Arrays and sizeof()
I consider myself pretty savvy in C/C++ land. However, I’ve just been surprised. I just found an interesting little caveat of pointer arithmetic regarding the unary operator sizeof().
sizeof(), for those who may not be familiar with it, is a unary operator (even though it looks like a function call) that returns, creatively enough, the size of it’s operand, in bytes. On a given architecture, with a given compiler, a sizeof() on any POD type, will be constant. On my 686 with GCC 4.3.2, sizeof(char) will always return 1, because on said platform, a char always occupies exactly 1 byte of memory. sizeof(int) returns 4. sizeof(void*) returns 4. And on and on.

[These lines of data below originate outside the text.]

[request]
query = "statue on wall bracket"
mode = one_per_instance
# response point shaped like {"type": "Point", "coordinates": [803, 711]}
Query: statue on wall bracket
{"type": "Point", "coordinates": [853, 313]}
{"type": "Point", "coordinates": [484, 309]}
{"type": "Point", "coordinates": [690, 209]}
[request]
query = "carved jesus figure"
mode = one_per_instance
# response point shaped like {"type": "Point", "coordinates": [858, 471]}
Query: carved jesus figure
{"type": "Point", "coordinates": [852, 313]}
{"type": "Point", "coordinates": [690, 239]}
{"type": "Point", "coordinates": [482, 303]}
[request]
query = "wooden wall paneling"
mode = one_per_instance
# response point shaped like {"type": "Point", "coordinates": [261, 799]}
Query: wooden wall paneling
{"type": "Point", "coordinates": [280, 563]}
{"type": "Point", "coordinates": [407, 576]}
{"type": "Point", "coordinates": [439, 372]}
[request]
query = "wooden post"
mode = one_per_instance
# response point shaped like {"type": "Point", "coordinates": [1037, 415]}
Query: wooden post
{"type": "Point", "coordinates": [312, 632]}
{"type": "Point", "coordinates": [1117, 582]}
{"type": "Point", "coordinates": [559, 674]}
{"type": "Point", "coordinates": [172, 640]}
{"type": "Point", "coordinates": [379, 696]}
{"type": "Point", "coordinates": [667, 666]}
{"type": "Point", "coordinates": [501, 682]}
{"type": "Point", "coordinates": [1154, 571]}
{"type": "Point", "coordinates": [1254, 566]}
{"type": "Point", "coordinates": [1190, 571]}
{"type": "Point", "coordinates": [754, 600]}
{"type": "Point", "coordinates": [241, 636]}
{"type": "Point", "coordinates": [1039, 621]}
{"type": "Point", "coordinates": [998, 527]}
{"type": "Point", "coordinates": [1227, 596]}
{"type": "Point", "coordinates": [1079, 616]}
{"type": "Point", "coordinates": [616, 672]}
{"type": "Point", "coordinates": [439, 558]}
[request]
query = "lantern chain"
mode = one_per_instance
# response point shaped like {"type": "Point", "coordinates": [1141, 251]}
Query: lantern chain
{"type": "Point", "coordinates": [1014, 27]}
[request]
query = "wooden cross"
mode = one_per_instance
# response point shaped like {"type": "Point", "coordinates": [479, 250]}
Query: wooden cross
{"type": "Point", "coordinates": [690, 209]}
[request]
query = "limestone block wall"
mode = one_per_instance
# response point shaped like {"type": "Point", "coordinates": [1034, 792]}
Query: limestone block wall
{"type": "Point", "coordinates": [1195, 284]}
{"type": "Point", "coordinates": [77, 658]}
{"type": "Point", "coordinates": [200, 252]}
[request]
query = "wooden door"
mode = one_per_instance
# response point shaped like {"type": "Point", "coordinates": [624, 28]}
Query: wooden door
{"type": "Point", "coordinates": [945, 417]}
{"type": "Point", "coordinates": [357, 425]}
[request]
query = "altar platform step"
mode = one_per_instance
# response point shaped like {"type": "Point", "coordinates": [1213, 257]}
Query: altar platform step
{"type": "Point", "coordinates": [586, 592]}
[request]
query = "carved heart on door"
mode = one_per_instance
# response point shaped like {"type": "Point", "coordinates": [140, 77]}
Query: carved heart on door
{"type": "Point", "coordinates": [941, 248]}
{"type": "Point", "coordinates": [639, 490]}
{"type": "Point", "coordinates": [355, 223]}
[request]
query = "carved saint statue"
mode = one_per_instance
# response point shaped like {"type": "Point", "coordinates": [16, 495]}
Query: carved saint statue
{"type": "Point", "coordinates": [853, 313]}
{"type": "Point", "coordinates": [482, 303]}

However, just now, I found out that if you give sizeof() an array name, the behavior is not what I expected. In the C family, array names are nothing more than constant pointers to the first element of the array. Thus, I would expect that passing a const char* (an old school string) I would get back the size of an address on my system, i.e., 4 bytes. This is simply untrue. In fact, when I used sizeof() on my null-terminated character array, it reported the string size!
Looking into the matter, I’m now told (by various manual pages and language specifications) that, when passed an array, sizeof() returns the total alloted storage for the entire array. So, a sizeof() on a string like “foobar” would return a 7. 6 bytes for the visible characters, plus 1 for the null. And this is for any array, not just an array of char.
If you didn’t know, now you do. And if you did, then forgive me as I catch up to the crowd.